Une envie folle de dire à plusieurs que je suis dégoûtée par les conflits d’intérêt qui minent le quotidien, mais je le fais diplomatiquement pour ne pas les ridiculiser devant d’autres. Une envie folle de me départir de ma constante fatigue et retrouver mon enthousiasme d’antan. Une envie folle de me remettre à cuisiner comme avant (merci, Amore de le faire avec autant d’amour et sans faire dans la comptabilité du geste).

Une envie folle de me retrouver avec mes amis longtemps négligés à cause de la course effrénée que je mène. Une envie folle de me débarasser quelques jours de mon éthique professionnelle et juste m’amuser avec mon mec, nos enfants et Jazz.
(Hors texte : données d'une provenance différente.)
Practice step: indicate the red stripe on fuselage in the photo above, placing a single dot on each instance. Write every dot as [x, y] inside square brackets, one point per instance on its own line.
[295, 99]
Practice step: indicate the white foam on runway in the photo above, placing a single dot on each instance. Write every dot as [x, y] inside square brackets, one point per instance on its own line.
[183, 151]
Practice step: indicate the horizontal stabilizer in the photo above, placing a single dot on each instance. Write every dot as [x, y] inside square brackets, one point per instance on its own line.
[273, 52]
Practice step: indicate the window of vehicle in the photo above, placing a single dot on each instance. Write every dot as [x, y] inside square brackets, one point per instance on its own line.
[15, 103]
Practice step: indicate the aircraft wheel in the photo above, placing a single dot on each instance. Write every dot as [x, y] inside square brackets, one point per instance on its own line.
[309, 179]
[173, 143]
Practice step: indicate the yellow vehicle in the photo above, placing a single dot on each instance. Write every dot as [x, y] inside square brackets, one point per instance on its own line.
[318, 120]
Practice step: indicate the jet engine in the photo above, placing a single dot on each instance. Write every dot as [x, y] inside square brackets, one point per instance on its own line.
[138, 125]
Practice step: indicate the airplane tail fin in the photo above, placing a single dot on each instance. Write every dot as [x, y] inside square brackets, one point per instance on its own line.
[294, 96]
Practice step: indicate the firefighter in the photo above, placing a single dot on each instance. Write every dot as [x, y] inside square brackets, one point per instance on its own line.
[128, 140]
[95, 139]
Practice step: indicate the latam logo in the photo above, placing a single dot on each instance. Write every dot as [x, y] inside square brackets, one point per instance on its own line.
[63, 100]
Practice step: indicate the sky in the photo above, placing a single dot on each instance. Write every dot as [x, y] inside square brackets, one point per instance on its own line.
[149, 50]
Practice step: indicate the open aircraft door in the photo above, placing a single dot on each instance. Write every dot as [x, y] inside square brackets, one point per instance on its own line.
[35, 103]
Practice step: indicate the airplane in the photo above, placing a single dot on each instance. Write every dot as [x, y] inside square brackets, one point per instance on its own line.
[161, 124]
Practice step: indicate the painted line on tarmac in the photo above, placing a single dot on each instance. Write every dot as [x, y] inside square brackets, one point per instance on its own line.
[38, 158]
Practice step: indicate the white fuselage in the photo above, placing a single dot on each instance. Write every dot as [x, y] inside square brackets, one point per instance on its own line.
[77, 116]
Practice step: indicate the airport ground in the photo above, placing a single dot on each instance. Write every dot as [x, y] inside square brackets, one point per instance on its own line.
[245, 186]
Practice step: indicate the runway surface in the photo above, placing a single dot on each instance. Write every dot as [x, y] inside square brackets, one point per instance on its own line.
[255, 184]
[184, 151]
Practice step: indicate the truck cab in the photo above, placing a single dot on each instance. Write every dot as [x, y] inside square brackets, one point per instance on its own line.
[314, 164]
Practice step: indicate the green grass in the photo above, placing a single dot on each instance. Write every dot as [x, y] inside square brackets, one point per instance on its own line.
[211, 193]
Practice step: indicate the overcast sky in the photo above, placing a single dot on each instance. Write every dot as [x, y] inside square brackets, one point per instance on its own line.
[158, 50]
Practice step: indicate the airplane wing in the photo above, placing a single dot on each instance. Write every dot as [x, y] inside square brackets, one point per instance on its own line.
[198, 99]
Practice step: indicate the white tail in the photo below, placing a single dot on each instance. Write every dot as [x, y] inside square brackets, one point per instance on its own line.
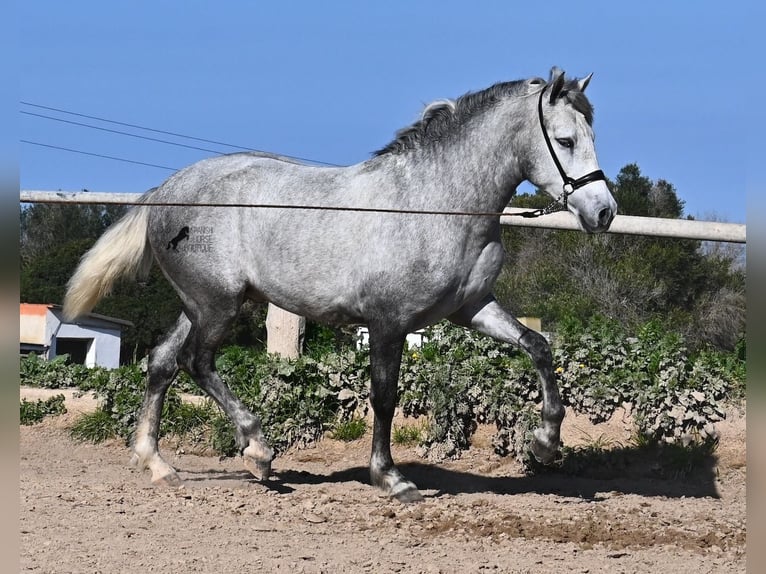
[123, 250]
Une envie folle de passer du temps dans le potager et à faire pousser amoureusement fines herbes et légumes, Amore est imbattable côté fleurs alors je me fais toute petite devant son pouce vert. Une envie folle de ne plus avoir à me taper 170kms quotidiennement. Une envie folle de me réveiller, prendre ma douche, boire mon eau chaude et marcher pour aller travailler, je ne désespère pas.. Une envie folle d’acheter le chalet et aller l’installer à quelques mètres d’ici et écouter Amore au lieu de me dire qu’il faudra payer pour l’éducation des petiots.

Une envie folle de vivre et savourer chaque instant, puisque j’ignore de quoi demain sera fait..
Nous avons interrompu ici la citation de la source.